Ajoutons-y aussi Brundibár (en coproduction avec l'Opéra de Lyon), « opéra participatif par et pour des enfants » donné ici en français et plongeant les jeunes spectateurs dans un « univers théâtral poétique et malicieux » signé par Jeanne Candel malgré un contexte de création lourd : l’opéra a fait l’objet d’une création clandestine à Prague en 1942, par le compositeur tchèque Hans Krása alors considéré comme un musicien dégénéré par le régime nazi et qui sera interné au camp de Theresienstadt. La production mobilisera notamment les enfants de la Maîtrise de l’Opéra national du Rhin.
Les marginaux du grand répertoire
Les bannis et les excentriques qui servent de fil rouge à la saison 2024/25 de l’Opéra national du Rhin trouvent aussi à s’exprimer dans le grand répertoire lyrique. Ainsi, l’incontournable Traviata sera proposée en mars et avril 2025 dans la maison alsacienne, dans une nouvelle production d’Amélie Niermeyer (en coproduction avec l’Opéra de Dijon).
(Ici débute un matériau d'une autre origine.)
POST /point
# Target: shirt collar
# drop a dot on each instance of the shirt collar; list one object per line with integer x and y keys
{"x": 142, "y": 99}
Dans le rôle-titre, la jeune soprano Martina Russomanno fera ses débuts dans le rôle de la « dévoyée » Violetta en alternance avec Julia Muzychenko qui a déjà interprété le rôle au Teatro Comunale de Bologne ou le Festival de Marmande.
Les Contes d'Hoffmann et son intrigue insolite seront confiés à la metteuse en scène Lotte de Beer (dans une coproduction avec l’Opéra-Comique), et au chef Pierre Dumoussaud. Sur scène, Attilio Glaser interprète le rôle-titre face à Lenneke Ruiten dans les quatre rôles d’Olympia, Antonia, Giulietta et Stella.
Pour les amateurs de baroque, Ariodante sera dirigé par Christopher Moulds et proposé dans une nouvelle mise en scène de Jetske Mijnssen (en coproduction avec le Royal Ballet en Opera de Londres), qui sera notamment marquée par la prise de rôle d’Adèle Charvet dans le rôle-titre, aux côtés d’Emöke Baráth, Christophe Dumaux ou Alex Rosen.
La rare Giuditta de Lehár et Sweeney Todd de Sondheim
En guise de conclusion de saison, l’Opéra national du Rhin donnera en juin 2025 une nouvelle production de Giuditta, rare opérette douce-amère de Franz Lehár, qualifiée de comédie musicale par son compositeur. Elle sera proposée ici en version française, avec Melody Louledjian dans le rôle-titre, dans « un spectacle flamboyant » de Pierre-André Weitz, « inspiré par les univers du cirque et du cabaret ».
Puis en juillet, Sweeney Todd, la comédie musicale de Stephen Sondheim (mais aussi « opéra gothique et opérette noire, sanglante et pathétique, drôle et satirique »), défendue par Scott Hendricks, Natalie Dessay et Marie Oppert, dans une nouvelle production du savoureux Barrie Kosky et dirigée par le chef Bassem Akiki. Gageons qu’il ne faudra pas rater l’événement.
Werther en concert et des récitals
Pour faire bonne mesure, l’Opéra national d Rhin ajoute à sa saison une version de concert de Werther avec une distribution plus qu’attractive emmenée par Pene Pati pour sa prise de rôle dans le rôle-titre, aux côtés d’Adèle Charvet, Florian Sempey et Sandra Hamaoui.
L’Opéra promet en outre plusieurs récitals : l'établissement accueillera le contre-ténor breakdancer Jakub Józef Orliński à l’enthousiasme communicatif ou Stéphane Degout dans les Mélodies et Lieder de Fauré, Chausson, Duparc, Brahms et Schumann qui siéent si bien, ou encore Marlis Petersen, Nina Stemme, Kate Lindsey ou le jeune ténor Julian Prégardien.
Une saison riche et éclectique, donc, pour un total de près de 200 levers de rideau ponctués de plusieurs événements à ne pas rater, dont le détail est disponible sur le site de l’Opéra.